Saturday, December 03, 2011
Martha Marcy May Marlene
Martha's time at the cult is humdrum on the surface, but Martha and her fellow residents are at the mercy of the group's leader Patrick (John Hawkes). Patrick's message isn't explicitly religious, but he's a master at raising the self-esteem of his followers while somehow encouraging their dependence on him at the same time. Martha and all the other women of the group are raped by Patrick; the act is referred to as "cleansing". Patrick also doles out access to the women's beds as a means of keeping his male followers in line. In one of the film's subtlest but most effective details, several of the group's men play music but Patrick is the only one whose songs are allowed to have words. Later on Martha will assist in another woman's initiation into the group; the scene is a turning point in the film as we begin to understand the group's true nature and what Patrick is capable of.
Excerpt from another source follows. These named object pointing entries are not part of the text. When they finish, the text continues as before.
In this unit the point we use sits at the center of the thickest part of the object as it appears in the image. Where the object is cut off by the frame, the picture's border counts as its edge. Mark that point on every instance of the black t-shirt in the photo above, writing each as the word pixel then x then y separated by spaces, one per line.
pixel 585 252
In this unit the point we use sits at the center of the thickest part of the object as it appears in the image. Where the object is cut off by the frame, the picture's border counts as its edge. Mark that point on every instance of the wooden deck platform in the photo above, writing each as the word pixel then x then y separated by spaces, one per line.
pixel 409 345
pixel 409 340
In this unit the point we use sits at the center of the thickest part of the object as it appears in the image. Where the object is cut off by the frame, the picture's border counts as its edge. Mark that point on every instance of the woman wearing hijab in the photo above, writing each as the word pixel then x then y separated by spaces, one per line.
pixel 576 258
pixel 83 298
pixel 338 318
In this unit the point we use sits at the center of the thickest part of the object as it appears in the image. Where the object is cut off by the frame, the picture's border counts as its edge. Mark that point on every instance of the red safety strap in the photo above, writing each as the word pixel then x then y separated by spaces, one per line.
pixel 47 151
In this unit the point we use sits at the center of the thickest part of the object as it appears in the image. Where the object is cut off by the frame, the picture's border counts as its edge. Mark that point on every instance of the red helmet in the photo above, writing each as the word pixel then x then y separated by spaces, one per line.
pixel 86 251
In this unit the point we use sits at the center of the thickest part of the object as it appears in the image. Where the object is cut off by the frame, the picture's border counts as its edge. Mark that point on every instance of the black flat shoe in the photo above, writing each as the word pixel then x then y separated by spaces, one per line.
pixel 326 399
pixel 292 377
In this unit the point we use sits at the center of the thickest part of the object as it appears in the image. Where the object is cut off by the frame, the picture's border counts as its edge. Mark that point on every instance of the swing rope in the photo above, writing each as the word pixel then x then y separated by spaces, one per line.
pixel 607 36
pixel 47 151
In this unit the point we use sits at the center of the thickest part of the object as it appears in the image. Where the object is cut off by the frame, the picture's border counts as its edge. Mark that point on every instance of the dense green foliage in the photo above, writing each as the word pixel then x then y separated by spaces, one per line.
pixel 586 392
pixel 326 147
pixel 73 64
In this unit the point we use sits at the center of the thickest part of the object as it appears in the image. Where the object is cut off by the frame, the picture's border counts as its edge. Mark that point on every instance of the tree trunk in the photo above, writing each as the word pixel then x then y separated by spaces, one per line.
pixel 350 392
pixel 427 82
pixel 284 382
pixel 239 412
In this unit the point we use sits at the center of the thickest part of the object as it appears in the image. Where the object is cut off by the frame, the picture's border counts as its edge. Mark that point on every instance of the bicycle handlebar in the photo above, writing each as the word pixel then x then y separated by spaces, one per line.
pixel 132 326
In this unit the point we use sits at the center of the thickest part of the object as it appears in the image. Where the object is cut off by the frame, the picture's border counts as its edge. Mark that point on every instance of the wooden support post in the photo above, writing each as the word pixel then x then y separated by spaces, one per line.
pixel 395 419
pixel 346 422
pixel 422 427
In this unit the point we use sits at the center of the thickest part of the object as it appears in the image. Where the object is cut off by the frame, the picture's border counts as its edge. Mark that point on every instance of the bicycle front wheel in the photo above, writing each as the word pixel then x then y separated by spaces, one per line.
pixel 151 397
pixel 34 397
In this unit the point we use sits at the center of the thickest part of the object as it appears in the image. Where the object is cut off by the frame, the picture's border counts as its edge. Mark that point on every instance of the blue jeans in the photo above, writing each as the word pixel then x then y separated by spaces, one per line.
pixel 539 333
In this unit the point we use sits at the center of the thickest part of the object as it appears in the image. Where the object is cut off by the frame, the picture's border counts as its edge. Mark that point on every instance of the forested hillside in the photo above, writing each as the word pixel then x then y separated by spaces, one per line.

It's also the point where I began to wonder what got Martha to this point. When we first see her she's sharing an illicit smoke with fellow group member Zoe (Louisa Krause) and there are intimations of wild behavior in her past. There's an emotional beat missing in Martha Marcy May Marlene, it's the moment where Patrick's message becomes more powerful to Martha than any other life she can imagine.
I don't think Sean Durkin means to suggest that Martha's time in Connecticut is just as stifling as her time with Patrick, and if he does that idea is belied by the crinkly smile of Paulson and by Dancy's dry Englishness. (I was reminded of The Help in the ways that the emotional specificity of actors worked against any consequences - intended or otherwise - of the writing.) There's a moment where a distraught Martha is given a sedative by her sister that parallels something in the cult scenes. The parallel never takes root though, because Martha's family is just too reasonable. Lucy and Ted, who live a prosperous but childless and slightly sterile life, are well-meaning but baffled by Martha. It's that bafflement that Durkin is really keying on. Lucy and Martha (who seem to have lost their parents early) haven't been close for years, and the tentative connection that Martha begins to forge with her sister is nothing like the connections she had as part of Patrick's "family". That irony makes the ambiguous ending very effective. As Martha Marcy May Marlene comes to an end, Martha's journey is just beginning.